2020 Rating and rank tweaks and analysis

Is this correct?

New Rating = Rating 15 games ago + Magic(last 15 games, Rating and Deviation and Volatility 15 games ago)

8 Likes

This was all making sense

Now I’m completely confused again!

Is it right to think about each game as contributing an amount of points (or taking them away if you lost) and so what matters to you change in rank after any given game is the number of points you earned (or lost) from your most recent game compared to the points earned (or lost) from the game that fell out of your window.

So if you won against someone a bit weaker and earned say 3 points but the game that fell out of the window was a glorious triumph against a much stronger opponent that earned you 10 points, you’ll be 7 points down due to your win.
If it’s something else I’ll have to give up trying to understand


1 Like

I treat it more like a vector, but even as that, it still depends on your rating, RD, and volatility at the beginning of a ratings period exactly how much effect it has

yep

4 Likes

Yeah, a game contributes amount of points given your rating (dev, vol) 15 games ago. Since from game to game this previous rating changes, your expected performance for the game changes too, so it’ll give different amount each time.

3 Likes

The last game is not a defeat - Last 15 games are wins, including the last one. The 16th game (from last) is a defeat, in my scenario. So, the period was 1 defeat, then 14 wins. After the last win, the period becomes 15 wins in a row.

L-W-W-W-
-W (all against hypothetical even opponents within the last 90 days).

From what I understand, when you play the game that drops out the defeat and the last 15 games become wins, the rank change will be (almost)neutral; because last 15 games will each have x1 effect on the rank change from the base rating (which doesn’t include the previous x1 effects those games had) and the dropped game will have x14 effect when becoming part of the base rating.

1 Like

Just to chime in since it seems like OGS transitioned to this system to try to make the rating system more understandable and still has many confused users wondering why winning a game appeared to make their rating go down or vice versa:

If you want to stick with a “average 15 game”-ish lookback for reasons of balancing stability with allowing the rating to remain responsive to new data, how about using a 100-game lookback window but weight the games in the window exponentially, such that the most recent game has weight 1, the next game has weight (14/15), the next game has weight (14/15)^2, and so on. The total weight will be 15, so each new game added, at the time it gets added has exactly as much relative weight as it does now in terms of updating the rating - it will be one fifteenth of the total weight.

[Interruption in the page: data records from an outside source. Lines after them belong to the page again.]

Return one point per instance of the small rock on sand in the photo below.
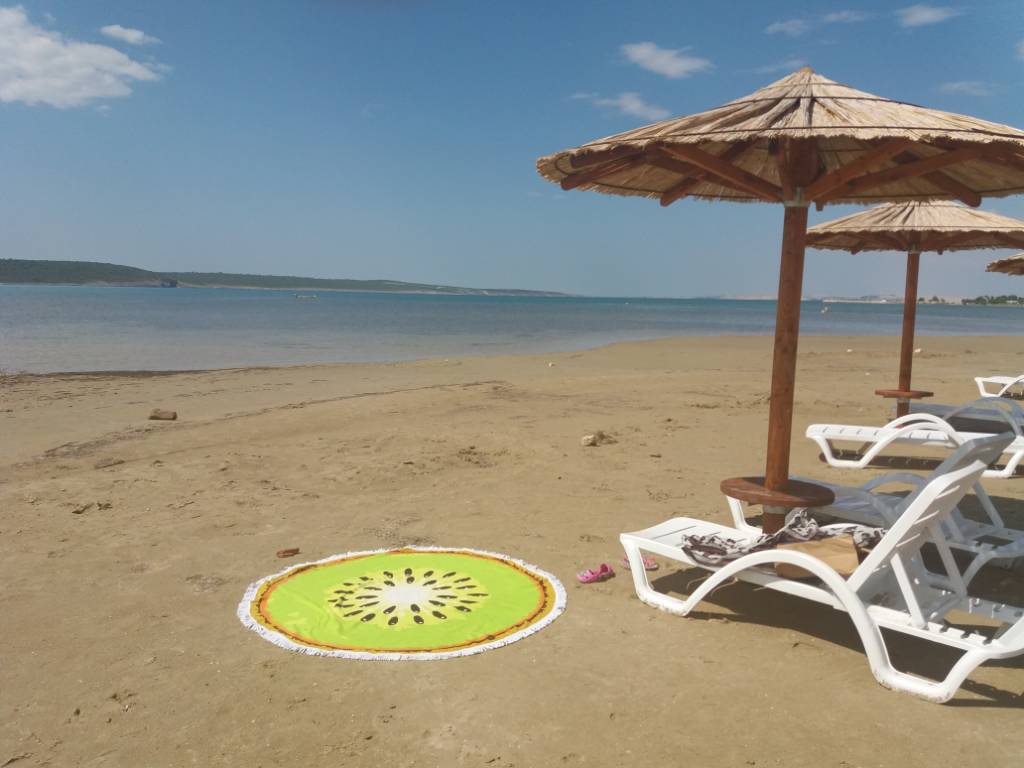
(598, 438)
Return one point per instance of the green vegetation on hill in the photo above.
(85, 272)
(26, 270)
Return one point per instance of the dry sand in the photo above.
(121, 646)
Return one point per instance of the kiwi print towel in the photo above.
(410, 603)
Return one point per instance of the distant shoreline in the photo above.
(307, 289)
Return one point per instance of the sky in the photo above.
(397, 138)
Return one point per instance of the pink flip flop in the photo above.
(649, 563)
(590, 576)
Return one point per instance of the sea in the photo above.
(48, 329)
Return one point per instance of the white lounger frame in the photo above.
(916, 429)
(1006, 385)
(986, 541)
(891, 589)
(994, 414)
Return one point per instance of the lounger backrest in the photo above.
(895, 561)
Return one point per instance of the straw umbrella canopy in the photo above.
(1010, 265)
(804, 138)
(915, 227)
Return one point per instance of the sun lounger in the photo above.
(891, 589)
(1000, 386)
(986, 541)
(987, 415)
(914, 429)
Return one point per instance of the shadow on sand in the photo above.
(750, 604)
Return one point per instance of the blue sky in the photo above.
(397, 138)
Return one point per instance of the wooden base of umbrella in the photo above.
(775, 491)
(776, 503)
(909, 321)
(903, 397)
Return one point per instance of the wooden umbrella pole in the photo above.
(783, 373)
(909, 320)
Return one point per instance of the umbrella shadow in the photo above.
(750, 604)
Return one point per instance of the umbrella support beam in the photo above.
(909, 321)
(783, 373)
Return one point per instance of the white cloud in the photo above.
(919, 15)
(128, 35)
(628, 103)
(968, 87)
(38, 66)
(793, 28)
(790, 65)
(668, 61)
(846, 16)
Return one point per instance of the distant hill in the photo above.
(96, 272)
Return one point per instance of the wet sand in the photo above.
(122, 647)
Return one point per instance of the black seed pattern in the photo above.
(445, 591)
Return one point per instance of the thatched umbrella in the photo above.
(804, 138)
(915, 227)
(1010, 265)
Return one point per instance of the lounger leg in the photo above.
(641, 584)
(936, 691)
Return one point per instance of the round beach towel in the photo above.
(409, 603)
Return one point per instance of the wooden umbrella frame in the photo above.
(669, 161)
(877, 229)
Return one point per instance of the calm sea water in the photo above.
(72, 328)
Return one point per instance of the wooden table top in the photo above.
(796, 494)
(906, 394)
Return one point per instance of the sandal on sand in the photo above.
(603, 572)
(649, 563)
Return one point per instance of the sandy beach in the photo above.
(127, 545)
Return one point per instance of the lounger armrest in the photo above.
(905, 478)
(1005, 409)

But, an exponentially weighted moving window has the property that if you append a data point to the front that has a higher value than the average value within the window so far, it is guaranteed that the new average will not decrease, and similarly it will not increase if appending a datapoint less than the current average. Intuitively, this is because you are simply downweighting everything you had before proportionally a little before you add in the new value, there is no sharp “cliff” that games can fall off of and suddenly stop counting at some arbitrary number of games back. At least, this is true for arithmetic sums, I haven’t checked if it holds if you push the values through Glicko math or whatever, but probably it shouldn’t be hard to get such a guarantee.

Actually, technically, for this to work you’d need an infinite lookback, rather than 100, but 100 should be good enough since (14/15)^100 ~= 0.001, so the “cliff” at the end is negligible, and would let you use the same windowing code as now, at the cost of just a little more compute (setting it to 100 instead of 15), and having your ratings math support weighted data if it doesn’t already.

Arguably this is more “complex” again, but I presume users don’t actually care about numerically understanding the magic ratings math. They just care that it behaves intuitively sensibly, such as going up when you just won, and going down when you just lost, and having it never feel entirely stuck. So
 one way or another, just architect the system to have properties like that?

5 Likes

no, the probable scenario there (assuming the loss wasn’t your first game ever) is that your rating goes up then, although there are possible scenarios where it does go down, and the math is a bit complicated to lay out exactly when

what? ELO (our old system) is far more understandable than any glicko implementation. The goal was accuracy.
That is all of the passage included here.